Set default channel permission to resetchannels for 7.0

[hpatro]

For backwards compatibility in 6.x, channels default permission was set to allchannels however with 7.0, we should modify it and the default value should be resetchannels for better security posture. Also, with selectors in ACL, a client doesn't have to set channel rules everytime and by default the value will be resetchannels.

This is a breaking change, users that are badly affected by it, can easily revert the config back to the old default.

Before this change

127.0.0.1:6379> acl list
1) "user default on nopass ~* &* +@all"
127.0.0.1:6379>  acl setuser hp on nopass +@all ~*
OK
127.0.0.1:6379> acl list
1) "user default on nopass ~* &* +@all"
2) "user hp on nopass ~* &* +@all"
127.0.0.1:6379>  acl setuser hp1 on nopass -@all (%R~sales*)
OK
127.0.0.1:6379> acl list
1) "user default on nopass ~* &* +@all"
2) "user hp on nopass ~* &* +@all"
3) "user hp1 on nopass &* -@all (%R~sales* &* -@all)"

After this change

127.0.0.1:6379> acl list
1) "user default on nopass ~* &* +@all"
127.0.0.1:6379> acl setuser hp on nopass +@all ~*
OK
127.0.0.1:6379> acl list
1) "user default on nopass ~* &* +@all"
2) "user hp on nopass ~* resetchannels +@all"
127.0.0.1:6379> acl setuser hp1 on nopass -@all (%R~sales*)
OK
127.0.0.1:6379> acl list
1) "user default on nopass ~* &* +@all"
2) "user hp on nopass ~* resetchannels +@all"
3) "user hp1 on nopass resetchannels -@all (%R~sales* resetchannels -@all)"

[oranagra]

@hpatro isn't that a serious breaking change?
if we didn't want to do that in 6.2, why would we want to do it in 7.0?
just because it's a major version and we're allowed more breakage?

maybe we can find the middle ground for different default in selectors vs the root selector?
@redis/core-team PTAL

[hpatro]

@hpatro isn't that a serious breaking change? if we didn't want to do that in 6.2, why would we want to do it in 7.0? just because it's a major version and we're allowed more breakage?

maybe we can find the middle ground for different default in selectors vs the root selector? @redis/core-team PTAL

@oranagra I agree this is a breaking change. I believe it's good to talk about it before the major release and come to a decision.

7.0 provides this opportunity to make this breaking change to increase the security posture of all newly created users. For customers updating from 6.0 to 7.0 using acl file shouldn't have any problem as the state of channel permission would already be persisted in the file.

[madolson]

I wanted to avoid different permissions on selectors vs root permissions, since I think that will just add more room for confusion. I think what a lot of people want to do is just write some permissions for a root user, and then wrap in parentheses and have it work the same way.
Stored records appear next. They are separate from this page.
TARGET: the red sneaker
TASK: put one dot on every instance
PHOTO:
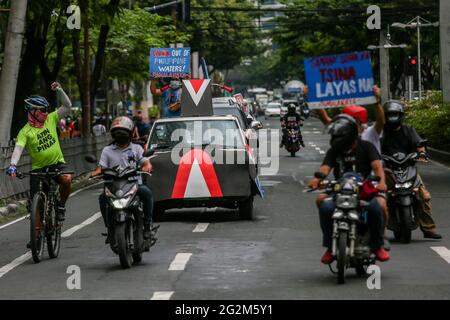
(382, 254)
(327, 257)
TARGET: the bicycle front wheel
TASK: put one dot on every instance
(37, 227)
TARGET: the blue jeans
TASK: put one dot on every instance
(375, 223)
(145, 195)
Since this is for security, and we're already introducing a bunch of backwards breaking changes to make it more secure by default (module/debug/config flags). I would be in favor of this change and make a stand that this is the version we care about security. We can also advise users to explicitly add this to their config file to retain the current behavior.

[itamarhaber]

I agree with the reasoning to make it more secure and having consistent use of selectors.

[hpatro]

@yossigo @soloestoy Any thoughts ?

[soloestoy]

I agree it's better to make it more secure. But I feel uncomfortable about the breaking change, especially we did a lot of compatibility work to avoid breaking change in multi-part AOF feature.

[hpatro]

Note: We can advise user(s) in the release notes to use acl-pubsub-default as allchannels to preserve the same behaviour as before.

[yossigo]

I'm also in favor of changing the default, despite being a breaking change. My arguments are:

• In the long run, it's a more intuitive and secure setting - I think we agree on that.
• We've already stated in c1b1e8c that this is our intention, and that acl-pubsub-default is introduced to ease the transition and avoid breakage in 6.2.
• This only affects those users who use ACL with channels and don't happen to use an ACL file, and they can fix it with a single config change.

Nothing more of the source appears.